Richard is essentially very deductive in approach. He allows for inductive sermon shapes, but it seems that each major point in any sermon should follow a deductive pattern with the stating of the point up front. This feels a little rigid.
The final 60 pages of the book are given to 13 appendices. These deal with issues that regularly come up in Scripture Sculpture seminars around the world. Strong appendices include one on the Holy Spirit’s role in preaching (a regular concern when people formally interact with the process for the first time), and another on understanding your audience (brief, but with some helpful comments on differing cultures). On the other hand, several of the appendices are relatively weak and have the feel of an information dump for things that didn’t fit in the text of the book. Appendix 5 on principilization contains non-stop warnings, but does little to instruct the reader how to avoid the pitfalls. Appendix 10 provides a sample sermon introduction, but I would assume this sermon was for seminary students, since the language used seems a little lofty for a typical church congregation – omni-function, self-deification, apokalypsis.
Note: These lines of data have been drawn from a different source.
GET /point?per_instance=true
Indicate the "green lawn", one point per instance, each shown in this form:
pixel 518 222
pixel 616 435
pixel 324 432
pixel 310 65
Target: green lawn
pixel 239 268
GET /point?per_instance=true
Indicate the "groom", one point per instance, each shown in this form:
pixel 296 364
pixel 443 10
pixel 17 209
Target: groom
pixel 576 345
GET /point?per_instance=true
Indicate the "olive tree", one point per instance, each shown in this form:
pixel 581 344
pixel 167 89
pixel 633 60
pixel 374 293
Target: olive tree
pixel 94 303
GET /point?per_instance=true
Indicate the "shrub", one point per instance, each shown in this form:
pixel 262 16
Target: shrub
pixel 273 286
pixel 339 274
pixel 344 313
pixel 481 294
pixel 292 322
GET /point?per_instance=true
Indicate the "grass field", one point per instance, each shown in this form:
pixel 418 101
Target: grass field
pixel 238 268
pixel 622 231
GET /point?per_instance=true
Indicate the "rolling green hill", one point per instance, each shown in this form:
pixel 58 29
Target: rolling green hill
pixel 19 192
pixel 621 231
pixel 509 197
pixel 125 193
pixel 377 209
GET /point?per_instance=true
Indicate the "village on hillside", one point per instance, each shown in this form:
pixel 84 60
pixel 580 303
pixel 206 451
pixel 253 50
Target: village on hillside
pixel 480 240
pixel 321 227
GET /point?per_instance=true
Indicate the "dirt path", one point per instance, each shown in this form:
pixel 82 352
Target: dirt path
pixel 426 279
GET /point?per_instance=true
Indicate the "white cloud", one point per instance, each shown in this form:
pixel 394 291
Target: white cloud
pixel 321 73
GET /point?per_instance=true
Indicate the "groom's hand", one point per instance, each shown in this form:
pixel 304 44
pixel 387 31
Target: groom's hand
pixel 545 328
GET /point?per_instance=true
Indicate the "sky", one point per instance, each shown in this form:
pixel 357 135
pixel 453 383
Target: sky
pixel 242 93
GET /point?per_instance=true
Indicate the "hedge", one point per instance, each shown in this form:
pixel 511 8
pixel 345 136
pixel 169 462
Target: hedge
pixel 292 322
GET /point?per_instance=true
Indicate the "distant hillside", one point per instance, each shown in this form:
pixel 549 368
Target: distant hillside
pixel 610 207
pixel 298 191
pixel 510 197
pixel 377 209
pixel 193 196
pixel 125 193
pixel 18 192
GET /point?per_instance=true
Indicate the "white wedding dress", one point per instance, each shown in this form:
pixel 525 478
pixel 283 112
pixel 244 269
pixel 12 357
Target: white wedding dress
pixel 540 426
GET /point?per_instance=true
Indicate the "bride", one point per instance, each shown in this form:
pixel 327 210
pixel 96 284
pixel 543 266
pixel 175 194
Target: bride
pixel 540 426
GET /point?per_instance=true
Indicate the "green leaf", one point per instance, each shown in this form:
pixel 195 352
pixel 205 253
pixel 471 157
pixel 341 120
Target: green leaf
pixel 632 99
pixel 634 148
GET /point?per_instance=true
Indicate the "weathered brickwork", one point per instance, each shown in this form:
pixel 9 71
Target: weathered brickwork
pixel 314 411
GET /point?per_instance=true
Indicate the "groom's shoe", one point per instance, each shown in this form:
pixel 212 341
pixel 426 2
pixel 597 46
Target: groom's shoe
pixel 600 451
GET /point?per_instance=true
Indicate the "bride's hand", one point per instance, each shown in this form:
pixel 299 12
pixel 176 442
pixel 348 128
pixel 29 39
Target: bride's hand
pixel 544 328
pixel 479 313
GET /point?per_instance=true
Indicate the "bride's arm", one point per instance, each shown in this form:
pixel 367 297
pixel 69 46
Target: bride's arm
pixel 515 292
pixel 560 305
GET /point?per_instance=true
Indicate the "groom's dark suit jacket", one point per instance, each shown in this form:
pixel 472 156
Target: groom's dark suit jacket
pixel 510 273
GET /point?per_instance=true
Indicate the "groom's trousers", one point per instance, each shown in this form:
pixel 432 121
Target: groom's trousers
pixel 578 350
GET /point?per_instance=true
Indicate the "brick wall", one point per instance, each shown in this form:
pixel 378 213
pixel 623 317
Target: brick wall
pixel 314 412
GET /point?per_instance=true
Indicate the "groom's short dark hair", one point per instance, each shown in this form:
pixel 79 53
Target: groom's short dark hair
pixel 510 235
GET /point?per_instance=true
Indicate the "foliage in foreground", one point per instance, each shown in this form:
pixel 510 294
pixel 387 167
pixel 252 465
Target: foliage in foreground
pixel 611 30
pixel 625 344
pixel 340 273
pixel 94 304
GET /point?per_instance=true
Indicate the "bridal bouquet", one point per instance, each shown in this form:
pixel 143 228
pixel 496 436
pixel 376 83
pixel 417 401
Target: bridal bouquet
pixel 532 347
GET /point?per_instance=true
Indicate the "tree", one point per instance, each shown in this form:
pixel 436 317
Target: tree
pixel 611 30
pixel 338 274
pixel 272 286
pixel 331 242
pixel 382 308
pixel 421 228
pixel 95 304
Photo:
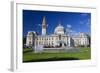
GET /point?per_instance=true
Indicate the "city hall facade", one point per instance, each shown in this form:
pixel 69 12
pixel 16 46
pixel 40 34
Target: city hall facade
pixel 57 39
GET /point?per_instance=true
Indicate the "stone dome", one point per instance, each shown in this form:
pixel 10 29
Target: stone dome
pixel 59 30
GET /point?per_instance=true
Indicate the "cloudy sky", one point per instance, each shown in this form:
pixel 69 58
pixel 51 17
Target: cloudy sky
pixel 76 22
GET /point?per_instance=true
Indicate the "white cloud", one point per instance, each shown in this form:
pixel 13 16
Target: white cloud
pixel 69 26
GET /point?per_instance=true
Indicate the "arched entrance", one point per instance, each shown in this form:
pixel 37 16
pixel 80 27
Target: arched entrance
pixel 61 43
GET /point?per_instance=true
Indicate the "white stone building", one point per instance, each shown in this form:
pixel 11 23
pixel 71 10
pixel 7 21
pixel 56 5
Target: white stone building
pixel 58 39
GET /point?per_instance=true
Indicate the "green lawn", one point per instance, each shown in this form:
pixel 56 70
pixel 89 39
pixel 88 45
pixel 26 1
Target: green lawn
pixel 29 56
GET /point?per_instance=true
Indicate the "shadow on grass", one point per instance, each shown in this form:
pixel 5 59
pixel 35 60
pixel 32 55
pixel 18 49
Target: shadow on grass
pixel 52 59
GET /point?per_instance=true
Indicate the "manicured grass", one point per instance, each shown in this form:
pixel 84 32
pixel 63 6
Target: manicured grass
pixel 30 56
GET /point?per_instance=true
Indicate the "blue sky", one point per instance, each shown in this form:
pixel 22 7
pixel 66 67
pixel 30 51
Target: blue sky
pixel 77 22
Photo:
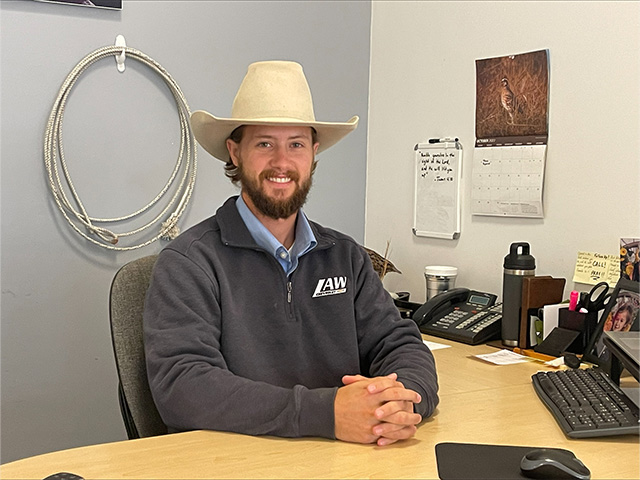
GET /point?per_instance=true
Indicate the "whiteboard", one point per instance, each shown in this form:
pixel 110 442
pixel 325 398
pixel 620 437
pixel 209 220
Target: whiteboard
pixel 438 170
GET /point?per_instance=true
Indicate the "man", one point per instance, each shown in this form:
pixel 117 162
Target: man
pixel 261 322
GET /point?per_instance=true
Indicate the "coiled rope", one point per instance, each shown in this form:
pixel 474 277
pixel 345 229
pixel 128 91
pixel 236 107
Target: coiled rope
pixel 77 216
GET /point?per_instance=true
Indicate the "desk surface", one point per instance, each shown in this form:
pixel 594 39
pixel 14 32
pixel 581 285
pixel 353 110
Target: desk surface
pixel 479 403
For people wishing to have a book that gives a detailed step-by-step process for sculpting a sermon from an epistolary text, this would be a decent option. For those who, like me, are perpetual students of preaching, then this does contain much to commend it. Yet as a practical introduction to expository preaching, I would recommend others, such as Robinson and Sunukjian, above Richard.
(Ramesh Richard also has a book on preparing evangelistic sermons, which I suspect would be a very worthwhile read.)
Great outline, but really no need to read the rest of the book.
I'm not too experienced in homiletics, but this seven step method seems to be a great way to outline sermons. I especially appreciated the CPT and CPS method. That being said, the book just tries to flesh out the outline. If you know the seven steps, there is really no need to read the rest of the book. It's a pretty dry read. It looks like the appendix has some handy resources in the back if you plan on pursing studies in homiletics.
Studied this in a preaching labs class at church. Simple and easy to remember method that will yield sermons or lessons that bring the text to the listener. Good book.
Good book on preaching, very practical and accessible. However, I disagree with some minor statements, especially when it turns to "contemporization" and topical preaching.
Excellent technical content on preparing sermons. First book I've read on the subject so I don't have anything to compare it to, but it was very helpful and clear.
Not bad. I think it has been superseded by Chappell's "Christ-Centered Preaching" (which accompanying lectures can also be accessed for free in ITunes). Chappell gives all these same structural directions but also shows how to the gospel actually changes the structure of a sermon—right down to the construction of sermon point phrasing. Nevertheless, it was a helpful and well-written book, and the author has obviously thought deeply, carefully, and at great length about this momentous task of expositional preaching, and for that he deserves great commendation.